Omer Khan: [00:45:20] What's the new, crazy business idea you'd love to pursue if you had the extra time?
Pete Kazanjy: [00:45:26] As if I have extra time, you know, one of the things that my co-founder and I were toying around with like way back in the day after we started. So after this conference we went to, with TalentBin to HR tech, HR tech conference. We have this huge backlog of email and we need it. It was in Las Vegas and we needed a place to go work on email while, and we wanted to watch football at the same time. So we went to Buffalo Wild Wings. It was the first time we'd ever gone to Buffalo Wild Wings. Like his place is amazing. Oh my God. Right. I mean maybe a little like a little chintzy, like maybe a little like day class day or, or what have you, you know, and, but, but like so great. You know, strong wifi, good power access. And then of course, like lots of football and, and lots of when we were like, man, what would this look like as like, what would the upmarket version of this be?
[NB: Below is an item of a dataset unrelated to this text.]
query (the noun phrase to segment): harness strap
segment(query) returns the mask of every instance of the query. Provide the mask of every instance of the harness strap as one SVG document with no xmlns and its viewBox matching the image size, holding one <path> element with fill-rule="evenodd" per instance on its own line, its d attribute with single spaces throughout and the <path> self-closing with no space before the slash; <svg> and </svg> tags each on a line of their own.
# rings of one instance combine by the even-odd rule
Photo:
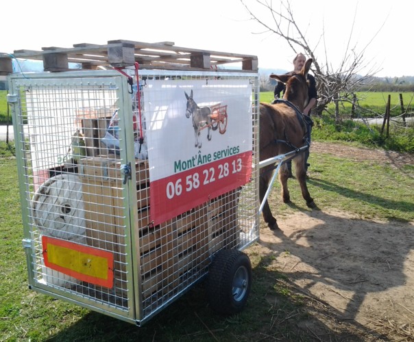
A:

[00:46:15] What would like the Tesla version of this be as opposed to the, you know, the peruse. So who knows maybe after Atrium goes public I'll I'll, I'll go back and I'll work on a, you know, an upmarket version of Buffalo Wild Wings.
Omer Khan: [00:46:29] There you go. What's an interesting little fun fact about you that most people don't know?
Pete Kazanjy: [00:46:33] I think the thing that people probably don't know is that I don't have a background in sales and You know, before, before eight years ago or nine years ago, when I started doing it through TalentBin because most people come to sales through, they graduate from college. So they become an SDR, then become an ag and then become a sales manager, sales leader, et cetera, et cetera.
[00:46:54] And so this notion of somebody who is a product marketer or product manager now is you know, a sales, operations and leadership expert and thought leader is kind of like, huh. Interesting.
Omer Khan: [00:47:04] What's one of your most important passions outside of your work?
Pete Kazanjy: [00:47:07] I would say, especially with the, the, the pandemic, I think I have a three-year-old son and it's just been really amazing to be able to spend more time with him as a result of working from home.
[00:47:19] And so I think that that's on our Monday morning sales team is we always talk about, you know, what are the great things that you were able to do this weekend to, to recharge. And I'm kinda like a broken record cause it just talk about going to the park or which park we went to or, or, or what have you. So I would, I would say that.
Omer Khan: [00:47:36] Awesome. Pete, thank you for joining me and sharing the story of Atrium and some of the. The lessons you've learned along the way as you've gone through this transformation, into the world of sales. Yeah. If people want to find out more about Atrium, they can go to atriumhq.com.
[00:47:56] And if they want to check out the book, go to foundingsales.com. If folks want to get in touch with you, what's the best way for them to do that.
Pete Kazanjy: [00:48:03] Let's just find me on, find me on LinkedIn. Find me on Twitter. I'm the only @petekazanjy. In the world as far as I can tell.
Omer Khan: [00:48:11] Okay. Well, we'll include links to those in the show notes, just in case there's another Pete Kazanjy out there.
Pete Kazanjy: [00:48:17] Yeah.
Omer Khan: [00:48:17] All right. Cool. Thank you. It's been a pleasure and we'll be chatting soon and I'm doing a deep dive into the book.
Pete Kazanjy: [00:48:24] Wonderful.
Omer Khan: [00:48:25] Awesome. Take care. All the best!